I'm not going to prove this here, but

$$\frac{d}{dt_I}(\boldsymbol{u}}) = \frac{d}{dt_R}(\boldsymbol{u}}) + \boldsymbol{\omega} \times \boldsymbol{u}$$

where $\boldsymbol{u}$ is any vector quantity and $\boldsymbol{\omega}$ is the angular velocity of the rotating frame with respect to some inertial frame. The subscripts I and R on the time derivative of $\boldsymbol{u}$ denote the time derivative of $\boldsymbol{u}$ as observed by someone fixed in the inertial and rotating frames, respectively.

You can find a hand-waving proof of this conjecture in most sophomore/junior level classical physics texts. Good, solid proofs are hard to find. Some upper-level aerospace engineering texts do so. The result is an immediate consequence of the time derivative of the transformation matrix from the rotating to inertial frame (which takes a page or so to derive) or from the corresponding transformation quaternion (which takes a quarter page or so to derive).

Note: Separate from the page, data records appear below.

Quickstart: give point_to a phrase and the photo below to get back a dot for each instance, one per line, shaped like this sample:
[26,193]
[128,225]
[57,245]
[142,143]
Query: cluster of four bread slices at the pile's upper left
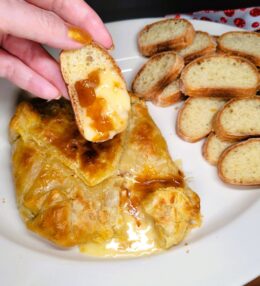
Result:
[152,82]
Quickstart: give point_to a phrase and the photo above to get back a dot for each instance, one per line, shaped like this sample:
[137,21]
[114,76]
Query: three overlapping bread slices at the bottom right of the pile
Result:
[231,147]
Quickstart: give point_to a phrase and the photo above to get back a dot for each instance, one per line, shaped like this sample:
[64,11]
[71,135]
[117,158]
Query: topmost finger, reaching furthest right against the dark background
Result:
[78,13]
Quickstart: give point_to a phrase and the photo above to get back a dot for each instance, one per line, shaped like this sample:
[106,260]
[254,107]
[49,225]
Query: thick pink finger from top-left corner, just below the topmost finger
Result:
[24,20]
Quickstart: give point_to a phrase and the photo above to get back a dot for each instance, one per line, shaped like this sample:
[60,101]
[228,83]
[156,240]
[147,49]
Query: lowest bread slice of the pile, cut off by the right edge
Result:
[239,164]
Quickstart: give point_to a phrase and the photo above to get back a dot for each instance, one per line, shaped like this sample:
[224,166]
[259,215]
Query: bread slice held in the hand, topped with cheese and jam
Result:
[97,90]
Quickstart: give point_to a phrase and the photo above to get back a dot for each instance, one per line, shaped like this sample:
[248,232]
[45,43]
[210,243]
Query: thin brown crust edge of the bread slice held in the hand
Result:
[73,95]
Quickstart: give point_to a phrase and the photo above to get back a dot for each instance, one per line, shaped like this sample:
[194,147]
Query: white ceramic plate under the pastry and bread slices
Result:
[224,251]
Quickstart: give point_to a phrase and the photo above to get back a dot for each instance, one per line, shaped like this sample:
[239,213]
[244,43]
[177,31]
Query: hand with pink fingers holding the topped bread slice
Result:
[25,24]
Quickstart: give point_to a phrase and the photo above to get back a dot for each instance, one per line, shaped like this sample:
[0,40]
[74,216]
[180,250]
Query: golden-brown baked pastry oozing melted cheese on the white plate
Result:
[124,196]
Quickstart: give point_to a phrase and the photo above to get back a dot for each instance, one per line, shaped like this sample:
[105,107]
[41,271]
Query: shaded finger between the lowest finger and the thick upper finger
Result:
[37,58]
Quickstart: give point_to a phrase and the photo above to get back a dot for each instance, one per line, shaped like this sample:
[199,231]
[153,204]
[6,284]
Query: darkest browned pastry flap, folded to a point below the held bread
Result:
[53,125]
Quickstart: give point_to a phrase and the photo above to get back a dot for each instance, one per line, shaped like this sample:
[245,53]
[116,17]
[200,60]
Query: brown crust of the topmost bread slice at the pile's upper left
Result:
[178,43]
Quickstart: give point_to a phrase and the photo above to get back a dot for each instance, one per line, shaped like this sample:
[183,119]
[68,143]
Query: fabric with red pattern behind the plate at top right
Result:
[246,18]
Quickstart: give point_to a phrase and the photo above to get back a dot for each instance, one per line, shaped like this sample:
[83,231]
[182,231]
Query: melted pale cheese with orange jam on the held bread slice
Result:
[104,122]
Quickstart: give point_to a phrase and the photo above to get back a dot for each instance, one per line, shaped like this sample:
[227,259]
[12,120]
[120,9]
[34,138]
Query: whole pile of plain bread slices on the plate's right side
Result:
[219,74]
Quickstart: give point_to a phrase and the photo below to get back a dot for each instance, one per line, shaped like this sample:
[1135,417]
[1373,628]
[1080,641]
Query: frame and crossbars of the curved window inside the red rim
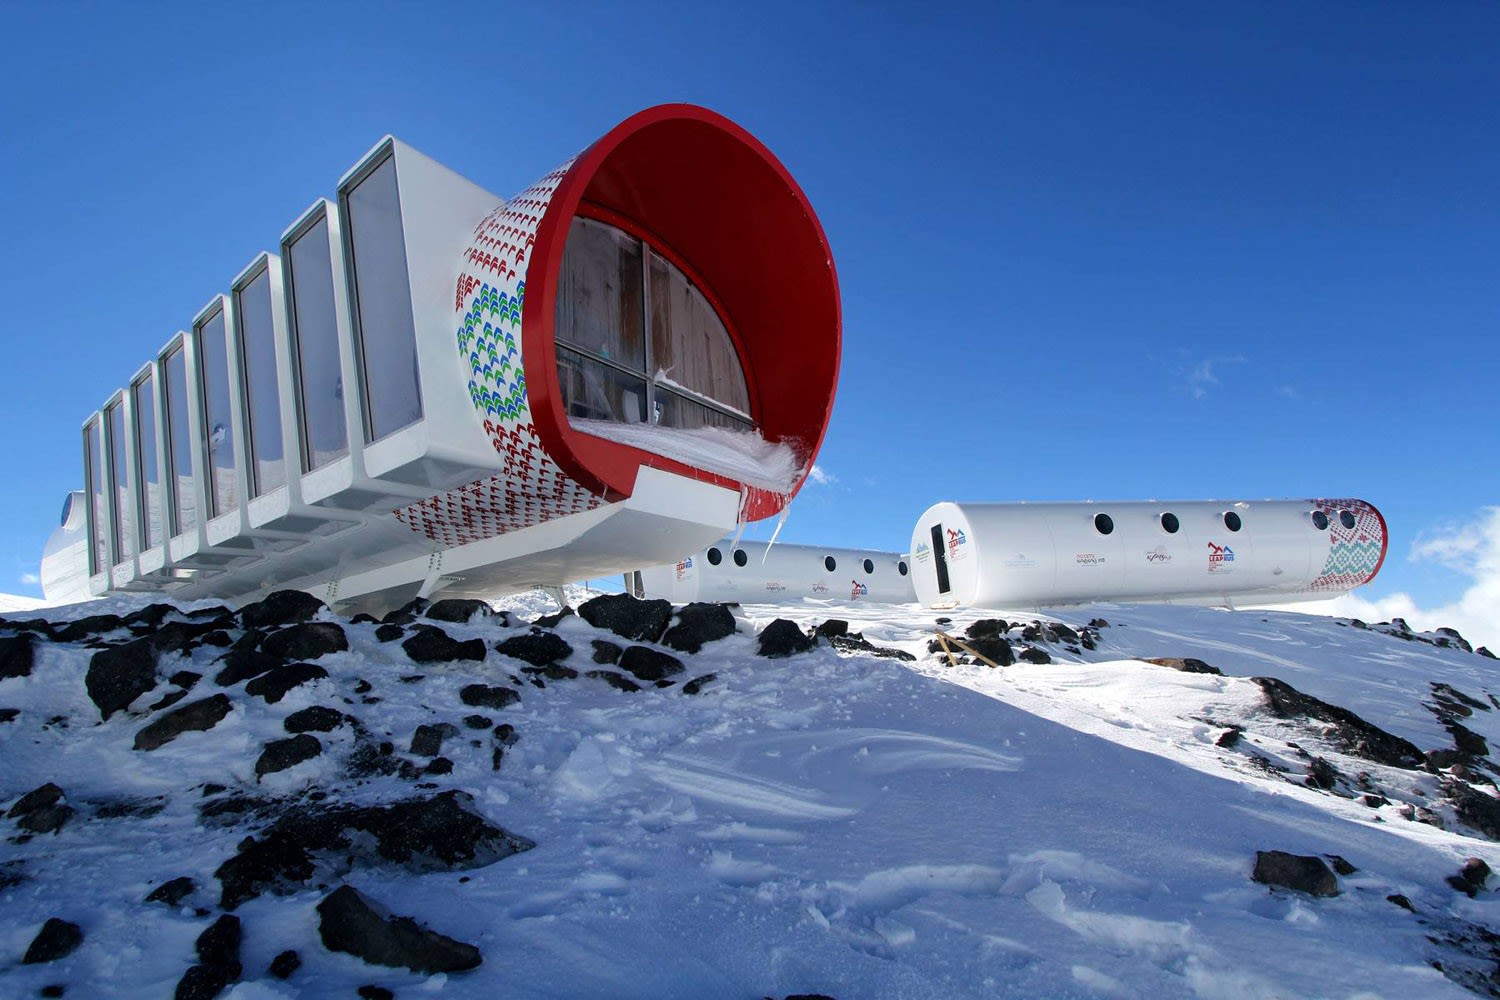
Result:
[652,244]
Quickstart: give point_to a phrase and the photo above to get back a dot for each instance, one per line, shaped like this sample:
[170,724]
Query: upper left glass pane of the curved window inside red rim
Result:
[599,295]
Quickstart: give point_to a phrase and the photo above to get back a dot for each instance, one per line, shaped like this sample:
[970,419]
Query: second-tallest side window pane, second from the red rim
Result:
[316,335]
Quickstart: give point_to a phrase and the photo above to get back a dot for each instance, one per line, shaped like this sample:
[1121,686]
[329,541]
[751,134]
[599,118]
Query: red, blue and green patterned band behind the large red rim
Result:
[490,301]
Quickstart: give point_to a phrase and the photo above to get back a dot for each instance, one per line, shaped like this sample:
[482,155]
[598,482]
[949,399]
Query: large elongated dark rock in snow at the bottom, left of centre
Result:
[352,924]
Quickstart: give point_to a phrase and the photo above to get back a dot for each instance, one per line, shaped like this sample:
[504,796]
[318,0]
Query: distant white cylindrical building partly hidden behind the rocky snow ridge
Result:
[755,575]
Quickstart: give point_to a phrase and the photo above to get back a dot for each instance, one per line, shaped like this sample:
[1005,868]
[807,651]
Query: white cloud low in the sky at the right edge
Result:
[1474,551]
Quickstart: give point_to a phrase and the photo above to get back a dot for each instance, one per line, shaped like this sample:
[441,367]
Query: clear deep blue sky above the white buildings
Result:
[1087,250]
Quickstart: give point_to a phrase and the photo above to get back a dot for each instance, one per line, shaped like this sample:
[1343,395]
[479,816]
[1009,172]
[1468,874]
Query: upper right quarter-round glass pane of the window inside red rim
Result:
[689,343]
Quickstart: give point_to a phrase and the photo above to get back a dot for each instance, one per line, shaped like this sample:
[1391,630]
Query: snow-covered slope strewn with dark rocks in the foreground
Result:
[833,822]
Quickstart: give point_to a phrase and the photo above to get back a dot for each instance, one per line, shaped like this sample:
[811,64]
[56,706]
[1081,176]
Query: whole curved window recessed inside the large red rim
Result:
[638,343]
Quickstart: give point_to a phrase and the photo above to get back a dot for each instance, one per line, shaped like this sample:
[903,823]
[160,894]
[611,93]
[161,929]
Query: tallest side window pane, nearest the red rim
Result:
[383,302]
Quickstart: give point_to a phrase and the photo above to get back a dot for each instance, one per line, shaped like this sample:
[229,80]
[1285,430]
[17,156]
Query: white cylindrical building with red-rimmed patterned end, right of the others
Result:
[1205,552]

The above expression in operator form becomes

$$\frac{d}{dt_I} = \frac{d}{dt_R} + \boldsymbol{\omega} \times$$

Using this expression, the second time derivative of the position vector from the perspective of inertial and rotating observers are related via

\aligned \frac{d^2\boldsymbol{x}}{dt^2_I} &= \frac{d}{dt_I}\left(\frac{d\boldsymbol{x}}{dt_I}\right) \\ &= \frac{d}{dt_R}\left(\frac{d\boldsymbol{x}}{dt_I}\right) + \boldsymbol{\omega} \times \left(\frac{d\boldsymbol{x}}{dt_I}\right) \\ &= \frac{d}{dt_R}\left(\frac{d\boldsymbol{x}}{dt_R} + \boldsymbol{\omega} \times \boldsymbol{x} \right) + \boldsymbol{\omega} \times \left(\frac{d\boldsymbol{x}}{dt_R} + \boldsymbol{\omega} \times \boldsymbol{x}\right) \\ &= \frac{d^2\boldsymbol{x}}{dt^2_R} + \frac{d\boldsymbol{\omega}}{dt} \times \boldsymbol{x} + 2\,\boldsymbol{\omega} \times \frac{d\boldsymbol{x}}{dt_R} + \boldsymbol{\omega} \times (\boldsymbol{\omega} \times \boldsymbol{x}) \endaligned

Newton's second law holds in an inertial frame, so the left-hand side is just Fext/m. Solving for the second derivative of the position vector as observed in the rotating frame yields for constant-mass objects

$$m\,\frac{d^2\boldsymbol{x}}{dt^2_R} = \boldsymbol{F}_{ext} - \left( m\,\frac{d\boldsymbol{\omega}}{dt} \times \boldsymbol{x} + 2\,m\,\boldsymbol{\omega} \times \frac{d\boldsymbol{x}}{dt_R} + m\,\boldsymbol{\omega} \times (\boldsymbol{\omega} \times \boldsymbol{x}) \right)$$

The three terms proportional to mass are various fictitious forces (all fictitious forces are proportional to mass). As the earth's rotation rate is nearly constant, so the first fictitious force term can be safely ignored for earth-based observations. The second fictitious force term is the Coriolis force while the final term is centripetal force.